## ◆ nthroot()

 Value boost::simd::nthroot ( Value const & x, IntegerValue const & n )

This function object returns the nth root of its first argument: $$\sqrt[n]{x}$$.

• n must be of integer type
• if n is even and x negative the result is Nan
• if x is null the result is Zero
• if x is one the result is One
Note:
nthroot is slower than pow(x, rec(tofloat(n))) because it takes care of some limits issues that pow ignores.

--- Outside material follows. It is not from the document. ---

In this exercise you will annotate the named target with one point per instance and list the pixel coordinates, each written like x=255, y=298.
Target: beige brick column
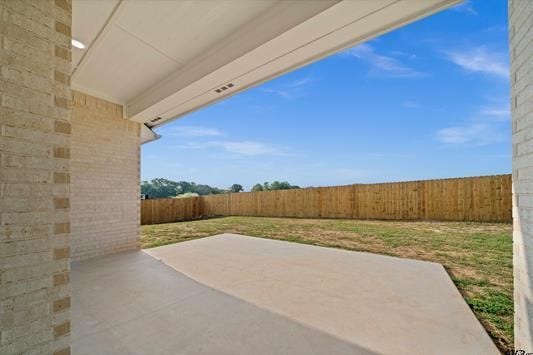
x=34, y=176
x=521, y=48
x=105, y=178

See if it suits you better or use raw_ decorator for intermediate solution.

Decorators
• raw_ provides increased speed but is undefined for limitings values
pow, rec, sqrt, cbrt
Example:
#include <boost/simd/exponential.hpp>
#include <boost/simd/pack.hpp>
#include <iostream>
namespace bs = boost::simd;
using iT = std::int32_t;
using pack_it = bs::pack<iT, 4>;
using pack_ft = bs::pack<float, 4>;
int main() {
pack_ft pf = {1, 2, -1, 8};
pack_it qi = {1, 2, 3, 3};
std::cout << "---- simd" << '\n'
<< "<- pf = " << pf << '\n'
<< "<- qi = " << qi << '\n'
<< "-> bs::nthroot(pf, qi) = " << bs::nthroot(pf, qi) << '\n';
float xf = -8;
iT yi = 3;
std::cout << "---- scalar" << '\n'
<< "<- xf = " << xf << '\n'
<< "<- yi = " << yi << '\n'
<< "-> bs::nthroot(xf, yi) = " << bs::nthroot(xf, yi) << '\n';
return 0;
}
Possible output:
---- simd
<- pf = (1, 2, -1, 8)
<- qi = (1, 2, 3, 3)
-> bs::nthroot(pf, qi) = (1, 1.41421, -1, 2)
---- scalar
<- xf = -8
<- yi = 3
-> bs::nthroot(xf, yi) = -2